To read about Jesús becomes an act of political rebellion… because Jesús himself was a colonized man [under Rome].

He went on to quote 20 New Testament versus that show Jesús as a man who was born homeless and in poverty; became an undocumented immigrant in Egypt, where he was surely taunted and othered for his accent and ethnic difference; was called to minister to the marginalized because he dwelled among them; and was not afraid to stand up to power and neo-liberalism, to reinterpret Scripture, or to admit when he was wrong and change his point of view.  I’ll be unpacking this set of ideas for a while, so I’ll table this talk for further discussion.

 

Finally, Rev. Dr. Jacqui Lewis of Middle Collegiate Church and Anurag Gupta, founder of BE MORE, presented “Healing the Divide: Acting for Racial Justice and Equality.”  Anurag did an amazing job of explaining the difference between racism and unconscious bias, and argued (convincingly) that what we tend to identify as the former in today’s world is usually, in fact, the latter.  He explained the Racial Empathy Gap (REG) and how it “explains disparities in everything.”  I can’t possibly reduce his synopsis of the 300-year-old concept of race (and yes, it is only that old) to a blurb in a blog, but suffice to say, I had a paradigm shift.  I also intend to research this further, so stay tuned for further thoughts and reflections.  In the meantime, do yourself a favor and watch this video on the need to be intentional about creating multicultural, multiracial spaces in worship and beyond: 

Thank you and goodnight!  I’m very excited to be sleeping on a quiet couch tonight instead of that noisy hostel… 

SLW

Leading Edge 2014 Day 2: Telling Our Truths and Forging Connections

Hey everyone,

Today was mind-blowingly awesome beyond any succinct description I can come up with right now.  Irshad Manji and Robert Chase led a challenging discussion called “The Truth Teller’s Dilemma: Can Confrontation and Compassion Coexist?” (spoiler: yes).  Marcus Borg talked about mysticism and the common cores in the Abrahamic faiths’ differing views of Jesus, invoked William James, and joked that Moses was a cross-dresser because he wore a veil to shield people from the light emanating from his face on the descent from Sinai.  Valarie Kaur reinforced the age-old power of storytelling in her presentation “Storytelling + Advocacy = Social Change,” showing us how her documentaries share people’s stories in meaningful ways that have created concrete change in police brutality, prison policy, and interreligious relations. She also gave us Marshall Ganz’s formula for “telling your public story” as a tool for connection and change-making.
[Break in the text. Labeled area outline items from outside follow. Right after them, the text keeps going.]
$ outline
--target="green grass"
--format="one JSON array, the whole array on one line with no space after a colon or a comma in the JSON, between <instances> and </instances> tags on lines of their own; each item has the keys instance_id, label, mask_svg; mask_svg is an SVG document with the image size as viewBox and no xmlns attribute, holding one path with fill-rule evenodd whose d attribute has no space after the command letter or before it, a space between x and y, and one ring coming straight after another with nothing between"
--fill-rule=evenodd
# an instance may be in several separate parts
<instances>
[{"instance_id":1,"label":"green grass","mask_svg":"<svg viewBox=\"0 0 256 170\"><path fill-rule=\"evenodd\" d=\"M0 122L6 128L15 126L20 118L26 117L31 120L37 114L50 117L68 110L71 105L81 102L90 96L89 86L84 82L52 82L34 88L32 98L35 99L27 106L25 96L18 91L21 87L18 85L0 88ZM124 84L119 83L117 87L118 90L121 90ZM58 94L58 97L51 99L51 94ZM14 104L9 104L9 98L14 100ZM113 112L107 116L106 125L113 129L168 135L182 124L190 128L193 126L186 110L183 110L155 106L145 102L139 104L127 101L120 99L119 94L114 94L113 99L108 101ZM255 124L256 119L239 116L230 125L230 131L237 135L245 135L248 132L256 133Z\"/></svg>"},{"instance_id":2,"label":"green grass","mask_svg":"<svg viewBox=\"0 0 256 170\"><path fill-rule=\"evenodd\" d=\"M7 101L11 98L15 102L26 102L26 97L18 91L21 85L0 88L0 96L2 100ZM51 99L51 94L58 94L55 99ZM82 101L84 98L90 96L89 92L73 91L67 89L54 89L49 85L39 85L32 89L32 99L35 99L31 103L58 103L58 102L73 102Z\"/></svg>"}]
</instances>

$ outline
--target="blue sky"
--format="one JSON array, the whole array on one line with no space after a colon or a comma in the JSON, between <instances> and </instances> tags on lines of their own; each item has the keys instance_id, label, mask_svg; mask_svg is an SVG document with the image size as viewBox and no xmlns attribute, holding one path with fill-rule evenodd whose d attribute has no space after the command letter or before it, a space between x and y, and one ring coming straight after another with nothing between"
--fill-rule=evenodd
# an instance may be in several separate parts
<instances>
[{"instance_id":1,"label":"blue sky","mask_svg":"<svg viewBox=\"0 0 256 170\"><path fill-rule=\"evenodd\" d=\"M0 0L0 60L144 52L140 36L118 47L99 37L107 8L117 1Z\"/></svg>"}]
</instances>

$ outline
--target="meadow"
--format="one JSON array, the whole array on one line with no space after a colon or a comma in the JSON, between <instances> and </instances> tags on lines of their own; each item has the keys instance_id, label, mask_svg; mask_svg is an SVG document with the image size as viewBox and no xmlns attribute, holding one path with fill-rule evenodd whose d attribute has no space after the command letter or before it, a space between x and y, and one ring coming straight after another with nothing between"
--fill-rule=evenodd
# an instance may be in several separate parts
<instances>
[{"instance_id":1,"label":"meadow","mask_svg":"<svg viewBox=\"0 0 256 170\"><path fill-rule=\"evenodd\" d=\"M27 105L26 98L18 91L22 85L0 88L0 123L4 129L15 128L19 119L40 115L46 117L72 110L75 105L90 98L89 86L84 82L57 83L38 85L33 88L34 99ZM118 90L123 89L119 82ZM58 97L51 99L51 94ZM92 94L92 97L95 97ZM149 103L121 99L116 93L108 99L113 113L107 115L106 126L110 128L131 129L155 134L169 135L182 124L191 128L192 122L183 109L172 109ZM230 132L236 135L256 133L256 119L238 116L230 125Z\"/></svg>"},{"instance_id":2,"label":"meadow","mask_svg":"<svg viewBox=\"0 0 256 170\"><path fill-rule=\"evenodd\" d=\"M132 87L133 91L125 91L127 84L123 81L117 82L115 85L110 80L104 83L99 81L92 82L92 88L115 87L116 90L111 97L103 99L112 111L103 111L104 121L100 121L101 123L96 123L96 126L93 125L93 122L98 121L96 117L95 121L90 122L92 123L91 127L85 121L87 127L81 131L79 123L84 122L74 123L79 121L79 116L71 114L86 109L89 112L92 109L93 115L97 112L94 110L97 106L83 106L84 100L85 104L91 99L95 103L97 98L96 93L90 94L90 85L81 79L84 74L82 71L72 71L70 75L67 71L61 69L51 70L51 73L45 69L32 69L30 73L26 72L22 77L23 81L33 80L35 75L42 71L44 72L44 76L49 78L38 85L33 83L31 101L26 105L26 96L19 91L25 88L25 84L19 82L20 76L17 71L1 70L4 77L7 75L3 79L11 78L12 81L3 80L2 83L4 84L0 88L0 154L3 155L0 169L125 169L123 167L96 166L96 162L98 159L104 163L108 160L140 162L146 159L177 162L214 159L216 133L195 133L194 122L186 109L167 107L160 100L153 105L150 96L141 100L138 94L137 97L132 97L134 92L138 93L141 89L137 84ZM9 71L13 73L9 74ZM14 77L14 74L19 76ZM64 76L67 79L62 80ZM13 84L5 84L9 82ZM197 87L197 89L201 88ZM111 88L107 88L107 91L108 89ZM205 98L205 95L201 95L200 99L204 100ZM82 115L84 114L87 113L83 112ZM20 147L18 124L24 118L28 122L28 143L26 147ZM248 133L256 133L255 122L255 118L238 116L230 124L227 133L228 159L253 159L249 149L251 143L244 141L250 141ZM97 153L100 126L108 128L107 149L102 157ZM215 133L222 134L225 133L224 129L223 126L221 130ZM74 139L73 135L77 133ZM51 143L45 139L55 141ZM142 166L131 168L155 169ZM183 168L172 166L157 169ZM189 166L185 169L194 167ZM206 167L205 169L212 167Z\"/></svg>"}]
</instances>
All of this was indescribably amazing.  But for me, the most important thing that happened today was this 2-minute video:

That, my friends, is the essence of my street ministry idea in professionally-made digital media form.  I came here with the question, “How do I get from where I am now to the Big Vision? What are my action steps?”  Tomorrow, I am supposed to talk with Rev. Robert Chase, the founding director of Intersections International in NYC, about how he has lived the answers to those questions and created this dynamic, life-giving, bridge-building ministry.  In other words, I don’t have to reinvent the wheel; it’s already in use.  I only need to ask for guidance so we in Tulsa can adapt it to our own community’s needs.

Between that joyous serendipity, a rich conversation with Irshad about identity, integrity, authenticity, and self-care, and a mystical encounter with a random stranger/fellow seeker who bought me dinner in Greenwich Village, I can safely call this day a win.  I’m going to sleep well tonight knowing that the path is unfolding beneath my feet, good works are happening all over this vast and troubled world, God is in the Heaven of the Here and Now, and all is right in this tiny, crucial moment.

Thank you again, community supporters, for sending me here.  Your investment has already paid off in dividends – and we’re only halfway through the conference!